“I’m not good enough”

Many clients have a quiet but deeply held belief: I’m not good enough. Where does it come from?

Almost universally, this originates in childhood. When a child doesn’t receive the love, attention, or presence they need, they unconsciously search for a reason. By a primitive logic, they unconsciously choose between one of two explanations:

Explanation One: My caregivers can’t give me what I need. This may indeed be the reality, for whatever reason. But for a child, it’s an intolerable admission. The child can’t leave or choose new parents. Admitting their failure means facing the powerlessness and desolation of their situation.

Explanation Two: It must be my fault. “If I were more lovable, better behaved, less demanding,” the child says to themselves, “then maybe I’d get what I’m missing.” This is certainly painful, but it at least preserves a sense of agency: if the problem is me, I can try to fix it.

Children invariably choose the second explanation, which provides a sense of control at the price of a false belief. The first explanation – i.e. the objectively correct one – is simply too terrifying. The child that is completely dependent on its caregivers; admitting their inadequacy world be catastrophic.

British psychoanalyst Donald Fairbairn recounts a little girl whose arm was broken while under her mother’s care. The girl explained this by saying “I am bad.” He called this the moral defence, by which he child protects the image of the parent by taking the blame onto themselves. The child would rather feel wrong than feel abandoned; their self-criticism functions as a shield, a way of preserving the hope that the parent is still dependable, still available, still capable of love.

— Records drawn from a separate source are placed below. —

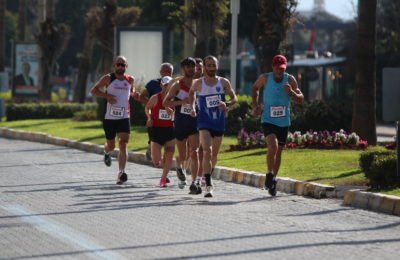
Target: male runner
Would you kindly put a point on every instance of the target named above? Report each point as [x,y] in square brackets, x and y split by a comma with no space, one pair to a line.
[159,118]
[118,89]
[211,90]
[185,126]
[280,88]
[152,88]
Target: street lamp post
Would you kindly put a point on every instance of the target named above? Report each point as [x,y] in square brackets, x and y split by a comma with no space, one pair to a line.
[235,9]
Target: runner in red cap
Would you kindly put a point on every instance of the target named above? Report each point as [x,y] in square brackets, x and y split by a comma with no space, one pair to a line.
[280,89]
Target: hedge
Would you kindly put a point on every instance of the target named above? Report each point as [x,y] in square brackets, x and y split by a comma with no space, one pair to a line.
[379,168]
[45,110]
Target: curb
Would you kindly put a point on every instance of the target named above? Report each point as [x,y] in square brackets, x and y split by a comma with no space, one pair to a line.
[351,197]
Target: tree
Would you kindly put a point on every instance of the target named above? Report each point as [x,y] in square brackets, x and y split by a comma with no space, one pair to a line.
[273,23]
[2,34]
[364,101]
[103,28]
[209,17]
[52,41]
[85,57]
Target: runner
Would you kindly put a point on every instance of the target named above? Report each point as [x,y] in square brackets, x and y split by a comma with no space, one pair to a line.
[185,126]
[280,88]
[152,88]
[211,90]
[159,118]
[118,88]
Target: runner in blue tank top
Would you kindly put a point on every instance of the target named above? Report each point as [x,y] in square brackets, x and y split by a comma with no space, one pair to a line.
[279,89]
[211,91]
[185,126]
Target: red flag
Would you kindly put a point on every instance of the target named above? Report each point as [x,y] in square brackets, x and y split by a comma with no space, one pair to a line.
[312,39]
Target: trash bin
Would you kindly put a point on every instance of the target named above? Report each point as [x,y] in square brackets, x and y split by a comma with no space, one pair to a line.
[2,109]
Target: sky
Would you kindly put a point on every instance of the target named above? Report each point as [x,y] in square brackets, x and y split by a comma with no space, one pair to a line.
[344,9]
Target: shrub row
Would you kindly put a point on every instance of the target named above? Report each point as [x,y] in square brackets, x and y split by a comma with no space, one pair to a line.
[316,116]
[379,168]
[45,110]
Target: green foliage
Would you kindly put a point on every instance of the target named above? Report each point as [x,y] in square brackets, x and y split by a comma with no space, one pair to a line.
[7,96]
[379,168]
[87,115]
[44,110]
[321,115]
[11,21]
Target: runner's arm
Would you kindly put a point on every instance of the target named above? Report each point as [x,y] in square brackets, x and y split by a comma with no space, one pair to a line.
[260,82]
[294,92]
[96,89]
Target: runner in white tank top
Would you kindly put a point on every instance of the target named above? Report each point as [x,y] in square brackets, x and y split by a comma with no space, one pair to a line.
[119,87]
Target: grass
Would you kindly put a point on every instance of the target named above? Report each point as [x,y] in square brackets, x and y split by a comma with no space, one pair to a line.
[332,167]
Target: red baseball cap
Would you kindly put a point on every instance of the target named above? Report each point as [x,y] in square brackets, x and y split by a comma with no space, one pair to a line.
[279,61]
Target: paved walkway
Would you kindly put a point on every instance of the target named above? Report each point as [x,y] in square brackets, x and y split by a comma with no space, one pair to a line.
[62,203]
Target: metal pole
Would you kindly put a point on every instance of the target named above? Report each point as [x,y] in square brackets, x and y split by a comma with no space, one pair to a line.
[398,147]
[235,8]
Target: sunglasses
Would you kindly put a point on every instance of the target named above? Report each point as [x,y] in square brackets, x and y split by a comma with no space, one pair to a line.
[121,65]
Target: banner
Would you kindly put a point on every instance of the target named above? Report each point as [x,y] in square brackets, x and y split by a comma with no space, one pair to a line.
[26,73]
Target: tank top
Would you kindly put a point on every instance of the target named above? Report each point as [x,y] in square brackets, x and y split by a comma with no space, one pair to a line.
[209,116]
[276,102]
[121,89]
[183,118]
[159,114]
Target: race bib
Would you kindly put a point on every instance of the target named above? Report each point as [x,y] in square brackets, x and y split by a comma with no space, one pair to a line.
[186,109]
[117,111]
[163,115]
[213,101]
[277,111]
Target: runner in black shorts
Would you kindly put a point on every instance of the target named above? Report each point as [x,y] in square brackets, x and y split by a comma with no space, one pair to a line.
[162,133]
[280,132]
[279,90]
[119,88]
[185,126]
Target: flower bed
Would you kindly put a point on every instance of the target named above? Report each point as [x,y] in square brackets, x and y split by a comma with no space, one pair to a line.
[315,140]
[326,140]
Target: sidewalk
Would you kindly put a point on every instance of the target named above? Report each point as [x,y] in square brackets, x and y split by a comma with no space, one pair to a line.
[352,196]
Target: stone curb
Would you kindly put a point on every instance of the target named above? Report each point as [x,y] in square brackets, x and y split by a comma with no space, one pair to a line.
[352,197]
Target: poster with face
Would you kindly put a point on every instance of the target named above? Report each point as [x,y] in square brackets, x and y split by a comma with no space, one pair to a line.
[26,73]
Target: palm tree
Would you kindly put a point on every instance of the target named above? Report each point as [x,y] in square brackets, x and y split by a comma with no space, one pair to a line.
[2,33]
[274,20]
[364,101]
[209,17]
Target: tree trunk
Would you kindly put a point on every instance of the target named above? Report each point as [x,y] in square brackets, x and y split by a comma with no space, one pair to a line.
[364,102]
[84,63]
[84,66]
[2,34]
[21,20]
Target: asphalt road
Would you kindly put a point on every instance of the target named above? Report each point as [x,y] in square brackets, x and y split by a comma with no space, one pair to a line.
[62,203]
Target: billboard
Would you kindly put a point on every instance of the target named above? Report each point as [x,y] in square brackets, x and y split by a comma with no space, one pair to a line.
[26,73]
[144,48]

It works in its way. The child develops behaviours in service of securing connection, such as performing, achieving, pleasing, and over-functioning. A cost, amongst others, is that they will almost certainly carrying a false belief into adulthood: I’m not good enough.

While this belief was never true, it was a successful psychological strategy – an imaginative attempt to make an unbearable situation feel manageable. A moral defence designed to protect the bond at the expense of their own sense of worth.

The work of therapy is often the slow unwinding of this old logic. Recognising that the “badness” you may have taken on was never yours to carry, and allowing the essential truth of your own adequacy – long disavowed – to come into view and become the new truth.